作者机构：Key Laboratory of Optimization Theory and Applications School of Mathematics and Information China West Normal University Nanchong China 

出 版 物：《Journal of Applied Mathematics and Physics》 (应用数学与应用物理（英文）)

年 卷 期：2024年第12卷第4期

页      面：1321-1336页

学科分类：07[理学] 0701[理学-数学] 070101[理学-基础数学] 

主　　题：Proximal Stochastic Accelerated Method Almost Sure Convergence Composite Optimization Non-Smooth Optimization Stochastic Optimization Accelerated Gradient Method 

摘      要：Proximal gradient descent and its accelerated version are resultful methods for solving the sum of smooth and non-smooth problems. When the smooth function can be represented as a sum of multiple functions, the stochastic proximal gradient method performs well. However, research on its accelerated version remains unclear.
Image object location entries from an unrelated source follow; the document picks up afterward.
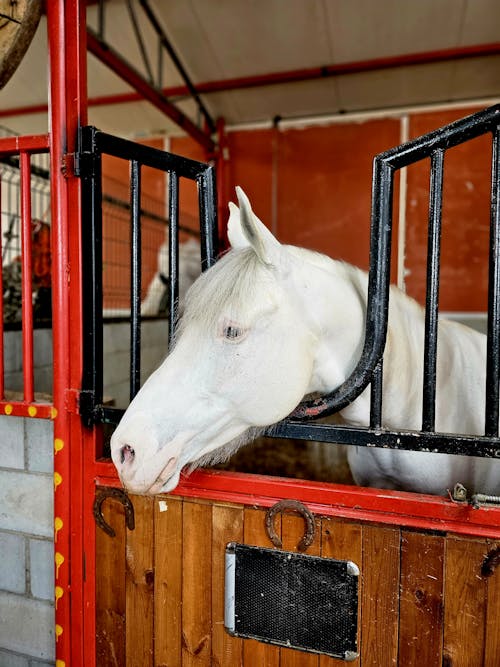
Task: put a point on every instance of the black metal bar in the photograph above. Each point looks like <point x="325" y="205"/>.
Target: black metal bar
<point x="432" y="294"/>
<point x="445" y="443"/>
<point x="493" y="340"/>
<point x="135" y="278"/>
<point x="148" y="156"/>
<point x="176" y="60"/>
<point x="455" y="133"/>
<point x="207" y="198"/>
<point x="376" y="396"/>
<point x="93" y="144"/>
<point x="92" y="299"/>
<point x="173" y="251"/>
<point x="381" y="229"/>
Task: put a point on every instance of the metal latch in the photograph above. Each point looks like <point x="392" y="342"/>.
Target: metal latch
<point x="477" y="500"/>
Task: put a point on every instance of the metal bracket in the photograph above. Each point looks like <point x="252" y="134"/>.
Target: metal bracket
<point x="477" y="500"/>
<point x="121" y="496"/>
<point x="294" y="507"/>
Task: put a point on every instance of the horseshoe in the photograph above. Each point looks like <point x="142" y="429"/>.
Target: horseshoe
<point x="293" y="507"/>
<point x="121" y="496"/>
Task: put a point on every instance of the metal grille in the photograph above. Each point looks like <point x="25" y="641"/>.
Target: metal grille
<point x="294" y="600"/>
<point x="88" y="165"/>
<point x="431" y="146"/>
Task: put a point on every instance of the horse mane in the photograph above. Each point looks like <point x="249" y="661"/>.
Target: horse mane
<point x="224" y="288"/>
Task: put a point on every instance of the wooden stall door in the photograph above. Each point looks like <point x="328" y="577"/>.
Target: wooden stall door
<point x="423" y="600"/>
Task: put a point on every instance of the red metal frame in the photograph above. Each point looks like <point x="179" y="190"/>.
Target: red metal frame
<point x="76" y="468"/>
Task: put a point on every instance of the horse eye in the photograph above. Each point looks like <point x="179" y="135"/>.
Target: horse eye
<point x="231" y="332"/>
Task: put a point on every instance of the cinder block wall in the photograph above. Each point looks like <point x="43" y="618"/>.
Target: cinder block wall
<point x="26" y="543"/>
<point x="26" y="491"/>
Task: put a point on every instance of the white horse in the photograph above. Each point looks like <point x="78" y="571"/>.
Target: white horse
<point x="189" y="270"/>
<point x="269" y="324"/>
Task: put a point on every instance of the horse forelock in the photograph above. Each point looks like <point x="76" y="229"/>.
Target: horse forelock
<point x="228" y="288"/>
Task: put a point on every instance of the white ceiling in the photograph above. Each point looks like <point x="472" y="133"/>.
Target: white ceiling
<point x="223" y="39"/>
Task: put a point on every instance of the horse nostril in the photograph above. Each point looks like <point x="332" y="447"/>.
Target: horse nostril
<point x="127" y="454"/>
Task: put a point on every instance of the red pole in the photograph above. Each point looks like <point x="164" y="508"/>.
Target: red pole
<point x="67" y="57"/>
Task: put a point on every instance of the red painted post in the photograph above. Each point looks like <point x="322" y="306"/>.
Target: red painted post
<point x="67" y="55"/>
<point x="26" y="276"/>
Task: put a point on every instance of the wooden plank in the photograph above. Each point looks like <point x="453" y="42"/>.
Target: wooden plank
<point x="227" y="526"/>
<point x="168" y="580"/>
<point x="342" y="541"/>
<point x="379" y="599"/>
<point x="110" y="588"/>
<point x="465" y="603"/>
<point x="257" y="653"/>
<point x="196" y="584"/>
<point x="140" y="585"/>
<point x="421" y="599"/>
<point x="292" y="531"/>
<point x="492" y="643"/>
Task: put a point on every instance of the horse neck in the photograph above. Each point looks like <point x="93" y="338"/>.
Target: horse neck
<point x="332" y="298"/>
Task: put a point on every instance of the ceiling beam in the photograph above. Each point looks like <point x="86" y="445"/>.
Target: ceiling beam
<point x="275" y="78"/>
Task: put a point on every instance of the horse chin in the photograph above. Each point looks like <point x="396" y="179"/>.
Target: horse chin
<point x="165" y="487"/>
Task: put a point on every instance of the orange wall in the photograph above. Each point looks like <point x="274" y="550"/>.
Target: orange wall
<point x="312" y="187"/>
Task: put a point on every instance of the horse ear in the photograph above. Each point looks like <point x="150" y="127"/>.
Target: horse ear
<point x="256" y="234"/>
<point x="235" y="234"/>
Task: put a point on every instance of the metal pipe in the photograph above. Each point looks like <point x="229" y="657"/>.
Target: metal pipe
<point x="193" y="92"/>
<point x="276" y="78"/>
<point x="173" y="252"/>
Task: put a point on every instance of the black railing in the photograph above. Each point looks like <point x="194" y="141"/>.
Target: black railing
<point x="369" y="368"/>
<point x="88" y="165"/>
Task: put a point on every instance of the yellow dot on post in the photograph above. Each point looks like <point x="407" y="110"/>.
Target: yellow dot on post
<point x="57" y="480"/>
<point x="59" y="559"/>
<point x="58" y="594"/>
<point x="58" y="524"/>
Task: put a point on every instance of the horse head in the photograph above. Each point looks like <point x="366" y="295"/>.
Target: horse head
<point x="242" y="359"/>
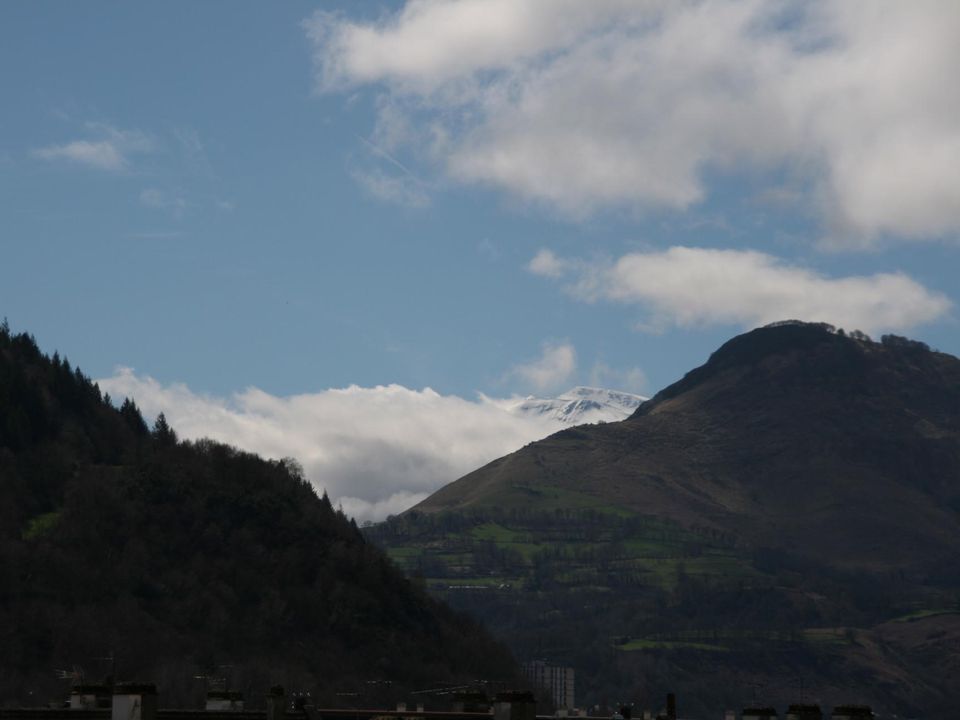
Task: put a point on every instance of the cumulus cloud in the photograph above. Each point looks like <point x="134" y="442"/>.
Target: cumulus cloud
<point x="620" y="103"/>
<point x="110" y="149"/>
<point x="552" y="370"/>
<point x="160" y="200"/>
<point x="690" y="287"/>
<point x="546" y="264"/>
<point x="402" y="190"/>
<point x="375" y="450"/>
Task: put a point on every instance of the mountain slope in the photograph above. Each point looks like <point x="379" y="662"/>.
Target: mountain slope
<point x="789" y="509"/>
<point x="837" y="448"/>
<point x="178" y="559"/>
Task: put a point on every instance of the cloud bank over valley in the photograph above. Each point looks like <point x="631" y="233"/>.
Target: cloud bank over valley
<point x="376" y="451"/>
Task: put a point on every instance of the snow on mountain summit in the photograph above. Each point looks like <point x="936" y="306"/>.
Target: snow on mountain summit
<point x="579" y="405"/>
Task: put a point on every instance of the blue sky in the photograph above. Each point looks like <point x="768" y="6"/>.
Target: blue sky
<point x="467" y="195"/>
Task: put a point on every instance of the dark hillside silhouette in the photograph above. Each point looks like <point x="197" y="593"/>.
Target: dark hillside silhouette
<point x="177" y="558"/>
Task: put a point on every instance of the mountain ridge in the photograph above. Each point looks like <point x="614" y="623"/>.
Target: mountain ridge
<point x="790" y="507"/>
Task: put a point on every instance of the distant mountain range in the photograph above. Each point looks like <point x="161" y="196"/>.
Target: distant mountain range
<point x="790" y="509"/>
<point x="578" y="406"/>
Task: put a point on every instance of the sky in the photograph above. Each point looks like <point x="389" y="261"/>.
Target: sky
<point x="344" y="231"/>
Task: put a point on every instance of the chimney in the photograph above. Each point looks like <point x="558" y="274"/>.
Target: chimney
<point x="134" y="701"/>
<point x="514" y="706"/>
<point x="276" y="703"/>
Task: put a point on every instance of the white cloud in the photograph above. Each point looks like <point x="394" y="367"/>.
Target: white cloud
<point x="546" y="264"/>
<point x="160" y="200"/>
<point x="691" y="287"/>
<point x="110" y="150"/>
<point x="620" y="103"/>
<point x="376" y="450"/>
<point x="552" y="370"/>
<point x="402" y="190"/>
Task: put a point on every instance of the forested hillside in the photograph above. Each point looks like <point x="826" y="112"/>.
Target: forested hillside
<point x="184" y="559"/>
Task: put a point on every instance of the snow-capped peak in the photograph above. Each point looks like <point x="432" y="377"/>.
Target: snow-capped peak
<point x="580" y="405"/>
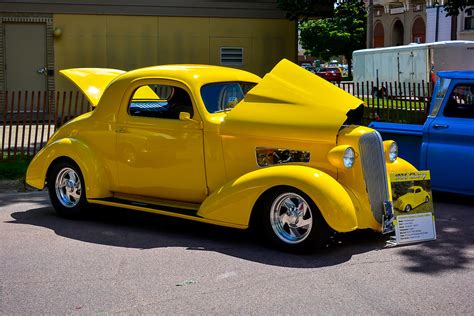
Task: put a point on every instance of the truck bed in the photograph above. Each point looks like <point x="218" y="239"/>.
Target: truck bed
<point x="409" y="138"/>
This paper proposes a proximal stochastic accelerated gradient (PSAG) method to address problems involving a combination of smooth and non-smooth components, where the smooth part corresponds to the average of multiple block sums. Simultaneously, most of convergence analyses hold in expectation. To this end, under some mind conditions, we present an almost sure convergence of unbiased gradient estimation in the non-smooth setting. Moreover, we establish that the minimum of the squared gradient mapping norm arbitrarily converges to zero with probability one.